6. Put a damn bike lane over the Innerbelt Bridge. So let me get this straight, you're going to spend half a billion dollars to replace the only main thoroughfare linking the City with the southern inner-ring suburbs and beyond, and you refuse to add a measly bike lane? Perhaps you've noted the success with which cities like Portland and Boulder have had in incorporating this green, healthy, and desirable (among potential residents) subgenre into their cities. Why on Earth would we continue to push for less interaction, less exercise, fewer options for people?

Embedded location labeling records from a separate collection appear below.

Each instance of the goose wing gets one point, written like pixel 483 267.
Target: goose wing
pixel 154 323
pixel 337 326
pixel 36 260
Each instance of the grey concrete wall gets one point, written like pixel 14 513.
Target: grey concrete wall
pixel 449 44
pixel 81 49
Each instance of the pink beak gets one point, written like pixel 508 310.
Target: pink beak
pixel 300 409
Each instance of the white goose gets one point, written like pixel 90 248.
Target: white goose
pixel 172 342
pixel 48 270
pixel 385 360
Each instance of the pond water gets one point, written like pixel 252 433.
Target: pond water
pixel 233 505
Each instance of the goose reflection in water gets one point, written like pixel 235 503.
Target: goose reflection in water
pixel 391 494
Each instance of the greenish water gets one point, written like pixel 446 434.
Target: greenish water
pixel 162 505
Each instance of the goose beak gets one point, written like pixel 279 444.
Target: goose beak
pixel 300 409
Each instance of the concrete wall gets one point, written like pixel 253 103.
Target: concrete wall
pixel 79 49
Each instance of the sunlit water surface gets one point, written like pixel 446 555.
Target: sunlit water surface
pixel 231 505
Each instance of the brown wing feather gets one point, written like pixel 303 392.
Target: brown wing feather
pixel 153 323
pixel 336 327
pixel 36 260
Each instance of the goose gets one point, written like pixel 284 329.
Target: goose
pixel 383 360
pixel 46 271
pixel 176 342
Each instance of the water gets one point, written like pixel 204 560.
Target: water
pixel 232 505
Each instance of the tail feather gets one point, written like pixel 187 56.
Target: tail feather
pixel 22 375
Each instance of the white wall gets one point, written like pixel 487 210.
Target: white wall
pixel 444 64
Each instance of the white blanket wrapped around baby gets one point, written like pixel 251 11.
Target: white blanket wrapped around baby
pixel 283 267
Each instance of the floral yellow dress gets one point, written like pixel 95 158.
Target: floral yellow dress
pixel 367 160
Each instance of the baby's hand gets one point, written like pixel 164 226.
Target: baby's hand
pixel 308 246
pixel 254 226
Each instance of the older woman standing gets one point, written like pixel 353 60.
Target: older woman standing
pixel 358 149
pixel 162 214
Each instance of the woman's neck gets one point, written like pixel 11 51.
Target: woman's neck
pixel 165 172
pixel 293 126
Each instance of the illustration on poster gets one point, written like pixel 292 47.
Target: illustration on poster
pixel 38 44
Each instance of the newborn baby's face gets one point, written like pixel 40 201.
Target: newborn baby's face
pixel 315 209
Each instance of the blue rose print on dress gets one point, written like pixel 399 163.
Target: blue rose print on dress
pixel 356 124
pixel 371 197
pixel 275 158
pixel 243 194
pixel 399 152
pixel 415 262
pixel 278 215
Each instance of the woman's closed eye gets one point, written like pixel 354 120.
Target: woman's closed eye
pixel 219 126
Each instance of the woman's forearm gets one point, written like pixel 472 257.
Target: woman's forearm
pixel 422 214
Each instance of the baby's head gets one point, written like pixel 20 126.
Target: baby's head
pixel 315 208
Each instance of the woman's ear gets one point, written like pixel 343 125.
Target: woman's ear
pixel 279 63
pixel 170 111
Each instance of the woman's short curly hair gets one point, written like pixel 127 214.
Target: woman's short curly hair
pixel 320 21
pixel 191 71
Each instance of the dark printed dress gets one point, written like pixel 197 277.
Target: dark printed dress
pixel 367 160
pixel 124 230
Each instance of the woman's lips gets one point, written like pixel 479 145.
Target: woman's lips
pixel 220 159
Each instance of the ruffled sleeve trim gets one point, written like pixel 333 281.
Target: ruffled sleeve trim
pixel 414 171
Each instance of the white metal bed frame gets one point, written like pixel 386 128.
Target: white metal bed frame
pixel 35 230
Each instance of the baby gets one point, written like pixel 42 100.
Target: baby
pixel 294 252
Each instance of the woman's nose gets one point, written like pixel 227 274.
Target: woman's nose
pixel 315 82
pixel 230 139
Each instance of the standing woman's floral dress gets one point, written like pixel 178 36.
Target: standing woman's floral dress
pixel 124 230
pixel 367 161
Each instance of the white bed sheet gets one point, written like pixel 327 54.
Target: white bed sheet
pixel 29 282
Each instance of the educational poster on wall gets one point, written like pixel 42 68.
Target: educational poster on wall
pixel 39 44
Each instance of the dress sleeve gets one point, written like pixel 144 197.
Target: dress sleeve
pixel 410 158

I guess I could go on and on, but there are many others who put forth many more compelling arguments than me. I just hope that for our sake, and for the future's, the right people are listening.

Tuesday, March 30, 2010


I can vouch for the sentiments expressed in the following preview, although everyone knows I'm pretty biased. Anyway, if you've ever been curious to go to a Phish show, but couldn't bare the thought of all the weirdos, DON'T GO TO THE MOVIE THEATER ON APRIL 30TH. That is all.

PHISH 3D - IN THEATERS APRIL 30TH from Phish on Vimeo.

Tuesday, February 9, 2010

The Last Leg

Got a call from the Unknown this morning (Tuesday). Literally, that's what it said on my caller id: "Unknown". Very mysterious, though I had a feeling it was originating from somewhere in Bolivia. Sure enough, Katie had hijacked a greenhouse in the heat-like phone booth to check in. Was she safe and sound? Yes. Was she well rested? Sort of; between new surroundings, a racing head, and the hotel television in the background, she didn't get much sleep.

She did meet up with Dorinda, the doctoral-getting, China, Paris, Montana, Bolivia-living guide of guides who is showing Katie the ropes, as it were. It sounds like she's done more in her life than most people could even hope to do. She currently resides in Independencia and will be working with Katie during her stay.

She said the food had been good; cafe con leche (espresso with steamed milk) and bread baked with cheese for breakfast. Lunch yesterday was a vegetarian melange of various.... vegetables, I guess. Plus fava beans, she did mention fava beans.

The forecast looks to be pretty predictable (and warm). A far cry from the snowstorm brewing maliciously outside my window, but a welcome change I'm sure.


It's now Thursday, sorry for the delay. Spoke briefly with Katie just a moment ago and she is safely in Independencia. The dreaded bus ride was largely as anticipated; hairpin turns through the Andes Mountains, etc, with one rather harrowing twist like a cherry on top. Apparently, as they were crossing through a pass, the earth above (and ahead) of them let loose, disgorging a mass of dirt and rock that rumbled down the mountainside and across the road ahead. The landslide caused a rather lengthy delay, until a bulldozer could be brought into service and clear a path through the rubble. During the wait, as passengers caught some fresh air outside the bus, another smaller slide sent rock shards and other debris in their direction, as they quickly raced across the road to avoid the collapse.

Now, however, things have taken a more leisurely pace, and Katie has settled into her room at the local hostel. For the kingly sum of $15 a night, she is guaranteed a private bathroom, a real luxury in itself. She said that outside her room there are peach trees, and all that surrounds is green and lush. She and Dorinda made a peach crisp for dessert last evening, in fact, direct from the trees out back. She hopes to have internet access via the local school intermittently, so anyone reading that would like to send her a message are encouraged to say hello.

Now she will be getting down to business, teaching the local women (and men, I guess if they're interested) in weaving and spinning on a wheel (I mean like spinning yarn on a wheel, not like a weird game show or anything). Also, dying textiles using natural dyes, and whole host of other textile related 'things' that I don't have the vaguest idea how to do or explain.

She wishes everyone could see what's she's seeing, but alas, we'll have to wait for the pictures...

(No word on if she'll bring us back stylish hats.)